Last week, my son had an asthma exacerbation. We tried to drown it in albuterol but that was not working as well as he needed so we took him to the urgent care where he got a COVID test, a chest x-ray to check for pneumonia and then a scrip for some good generic drugs that have significant reduced the inflammation to the point where he could go to school this morning with just a case of the Mondays. That night, after I dropped him off at home and while I was waiting at the pharmacy for the prescription to be filled, I thought about health insurance and incurred but not reported claims (IBNR) as this is what I do. We’ve talked about IBNR before and I’m thinking about this for a potential project.
When I was working full time at Duke, the family was covered under my employer’s insurance. It was damn good insurance on a narrow network (anything with “DUKE” in its name was in network, anything else, YOLO) with very low cost-sharing. The entire episode would eventually cost me $75 in co-pays. When I became a student, my insurance switched to the student plan while my wife and kids went to her employers’ insurance. They now are covered by a national PPO high deductible health plan (HDHP) with a Health Savings Account (HSA). This means that the entire contract rate for the visit and services will be paid by us until we hit a deductible. The fundamental concept is that lower actuarial value plans with significant first dollar spending requirements will make us better and more discerning shoppers that reduce utilization for unneeded care and drive down prices for needed care. Yeah, my son likes to breathe. We like him to breathe.
As I was waiting at the pharmacy, I knew that I would get told exactly what I owed at the point of sale (~$15). That is information I can theoretically use to think about my incentives for the rest of the year. My family’s functional deductible is BIG NUMBER – $15. There was just enough lag in the system for me to convince myself that I really wanted the big bag of peanut butter M&Ms.
I have no idea what the actual visit will cost. I’m not worried, we have money in the HSA and given the procedures and location, it won’t be tooooo expensive (this is privileged as fuck, I know). But my family’s functional deductible at this moment is BIG NUMBER – $15 – [some unknown number centered on a distribution of $250 with a distribution skewed to the right]. Given that I think about insurance way too much, I am very confident that this equation produces a number well above zero. However, there is a slight chance (<1%) that my family will hit their deductible for the year.
I think that we can effectively act as if we still have a significant deductible left, but I am not certain. I am not certain if that deductible is big enough to make us be 100% responsible for an uncomplicated broken wrist or if it is small enough that another PCP visit or two for school yard crud diseases would eat it up. Given that it resets on January 1, I am assuming that the deductible’s incentive effects are going to be a near constant. If one of my kids or my wife needs medical services in the next thirty three days, we could face a shadow price that differs from the actual price if our deductible is fully met. I don’t think that is the case, but there is a possibility that is the case.
But we are in a world of uncertainty due to IBNR. We know the claims are out there from both a personal, experienced level, and from a societal collective statistical level.

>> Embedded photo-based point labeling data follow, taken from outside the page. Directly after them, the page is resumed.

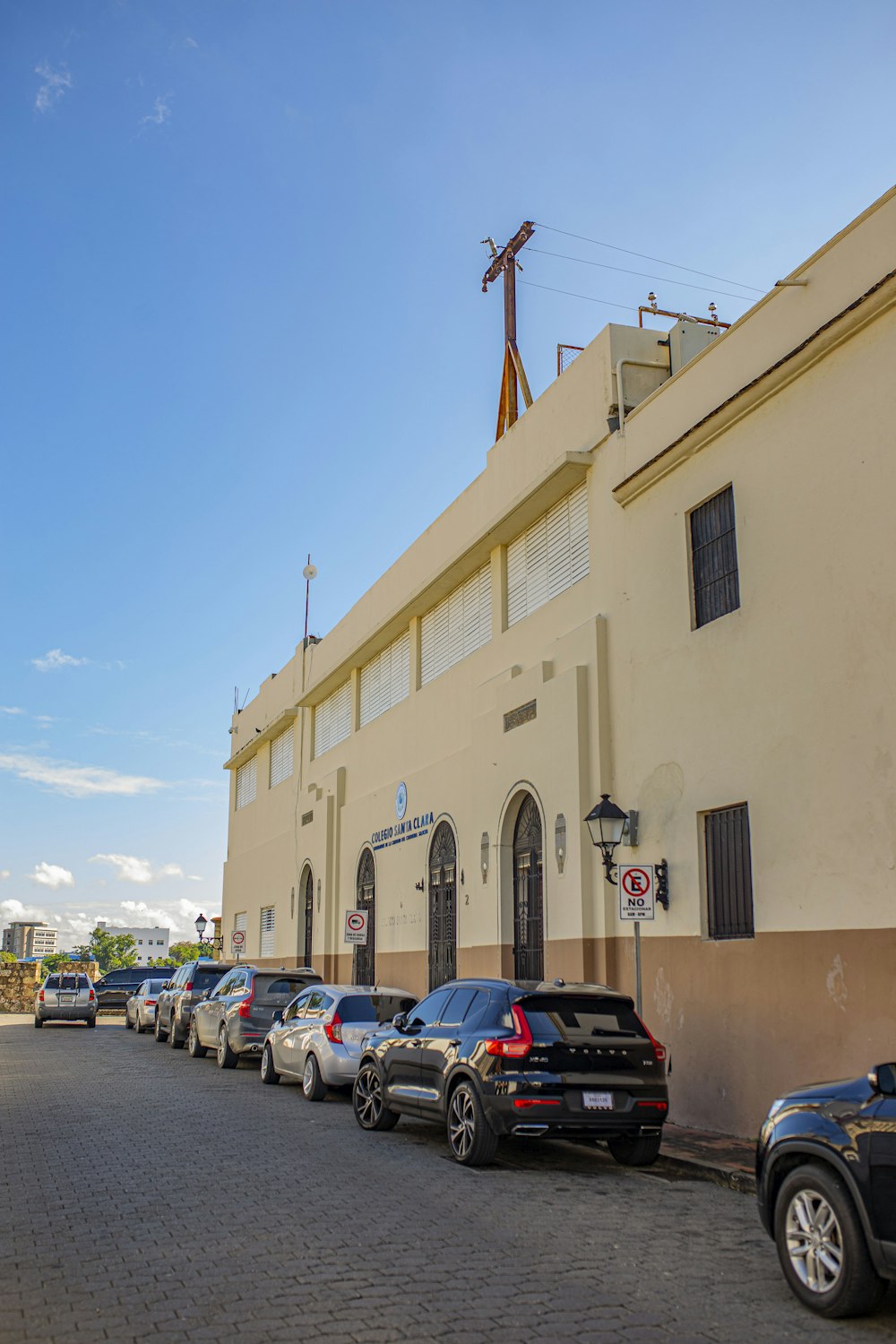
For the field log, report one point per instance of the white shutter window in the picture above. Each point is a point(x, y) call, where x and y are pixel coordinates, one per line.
point(246, 776)
point(460, 625)
point(549, 556)
point(386, 679)
point(281, 757)
point(333, 719)
point(268, 932)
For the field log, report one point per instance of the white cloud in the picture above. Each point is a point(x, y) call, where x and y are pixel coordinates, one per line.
point(51, 875)
point(160, 113)
point(139, 870)
point(78, 781)
point(56, 659)
point(56, 82)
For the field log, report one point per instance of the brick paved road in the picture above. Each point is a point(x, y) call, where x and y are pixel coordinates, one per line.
point(311, 1228)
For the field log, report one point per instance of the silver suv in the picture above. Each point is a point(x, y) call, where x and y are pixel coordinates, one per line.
point(67, 996)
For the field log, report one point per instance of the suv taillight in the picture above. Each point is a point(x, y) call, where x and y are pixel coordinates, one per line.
point(659, 1051)
point(516, 1046)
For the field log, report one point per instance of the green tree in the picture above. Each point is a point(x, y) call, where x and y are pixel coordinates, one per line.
point(110, 951)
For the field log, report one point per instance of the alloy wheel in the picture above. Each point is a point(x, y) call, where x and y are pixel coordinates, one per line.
point(814, 1241)
point(461, 1124)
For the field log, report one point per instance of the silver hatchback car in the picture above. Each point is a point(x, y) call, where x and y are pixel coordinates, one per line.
point(320, 1034)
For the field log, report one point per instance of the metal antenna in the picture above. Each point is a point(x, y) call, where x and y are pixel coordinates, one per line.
point(504, 263)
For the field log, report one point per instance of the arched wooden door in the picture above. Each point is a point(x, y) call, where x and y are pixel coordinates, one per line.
point(528, 892)
point(365, 970)
point(308, 892)
point(443, 906)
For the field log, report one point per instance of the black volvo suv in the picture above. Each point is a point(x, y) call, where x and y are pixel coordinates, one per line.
point(826, 1190)
point(514, 1056)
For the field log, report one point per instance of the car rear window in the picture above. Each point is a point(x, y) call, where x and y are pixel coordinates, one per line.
point(581, 1018)
point(373, 1007)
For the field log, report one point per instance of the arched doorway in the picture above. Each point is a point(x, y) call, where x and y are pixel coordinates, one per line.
point(365, 969)
point(528, 892)
point(443, 906)
point(308, 897)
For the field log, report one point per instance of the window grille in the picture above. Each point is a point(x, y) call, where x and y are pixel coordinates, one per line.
point(386, 679)
point(713, 558)
point(728, 873)
point(281, 757)
point(246, 776)
point(460, 625)
point(268, 932)
point(549, 556)
point(333, 719)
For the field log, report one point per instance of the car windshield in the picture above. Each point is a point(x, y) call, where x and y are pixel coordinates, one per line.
point(581, 1016)
point(373, 1007)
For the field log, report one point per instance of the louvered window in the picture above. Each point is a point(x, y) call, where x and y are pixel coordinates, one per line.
point(460, 625)
point(713, 558)
point(246, 776)
point(281, 757)
point(333, 719)
point(268, 932)
point(386, 679)
point(549, 556)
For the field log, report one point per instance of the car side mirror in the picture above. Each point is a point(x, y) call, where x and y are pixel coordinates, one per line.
point(883, 1080)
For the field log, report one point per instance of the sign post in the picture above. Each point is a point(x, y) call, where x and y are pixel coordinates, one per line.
point(637, 902)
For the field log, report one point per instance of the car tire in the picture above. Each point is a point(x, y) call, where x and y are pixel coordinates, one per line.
point(471, 1140)
point(228, 1058)
point(368, 1105)
point(634, 1150)
point(821, 1245)
point(314, 1085)
point(194, 1048)
point(269, 1073)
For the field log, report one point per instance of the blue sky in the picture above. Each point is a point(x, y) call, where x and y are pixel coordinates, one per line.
point(244, 322)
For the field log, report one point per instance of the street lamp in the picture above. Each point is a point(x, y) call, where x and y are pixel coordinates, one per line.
point(606, 824)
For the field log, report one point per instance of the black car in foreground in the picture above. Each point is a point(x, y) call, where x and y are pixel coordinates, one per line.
point(514, 1056)
point(826, 1190)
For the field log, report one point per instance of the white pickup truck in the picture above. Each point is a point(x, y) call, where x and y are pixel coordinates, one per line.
point(67, 996)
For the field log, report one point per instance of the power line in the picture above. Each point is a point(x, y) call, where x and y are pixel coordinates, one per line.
point(657, 260)
point(665, 280)
point(625, 308)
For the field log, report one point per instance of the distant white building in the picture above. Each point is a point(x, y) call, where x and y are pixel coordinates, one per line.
point(152, 943)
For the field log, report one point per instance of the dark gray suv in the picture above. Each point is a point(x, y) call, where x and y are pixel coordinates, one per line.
point(182, 994)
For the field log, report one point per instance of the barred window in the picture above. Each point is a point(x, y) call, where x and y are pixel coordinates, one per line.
point(728, 873)
point(333, 719)
point(460, 625)
point(246, 776)
point(713, 558)
point(386, 679)
point(281, 757)
point(549, 556)
point(268, 929)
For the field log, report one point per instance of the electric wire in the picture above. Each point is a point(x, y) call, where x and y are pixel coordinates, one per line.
point(665, 280)
point(657, 260)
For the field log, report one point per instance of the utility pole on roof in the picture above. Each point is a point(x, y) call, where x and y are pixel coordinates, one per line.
point(504, 263)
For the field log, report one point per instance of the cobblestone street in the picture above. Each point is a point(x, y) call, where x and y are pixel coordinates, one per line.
point(150, 1196)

We know that the claims will eventually be paid. We just don’t know when any particular claim will be submitted. This creates a moment of fuzz and uncertainty as some of the incentive shaping structures fundamentally assume rapid claims payment or at least fully transparent and coherent pricing information that integrates very nicely with accumulators of previous claims payments. Price transparency rules are likely to not be harmful to this problem. But even full price transparency at the point of service without immediate claims submission and claims processing in the amount of time needed to impulse buy something with both chocolate and peanut butter in it only does so much. Even in a much lower friction universe, there is significant IBNR challenges.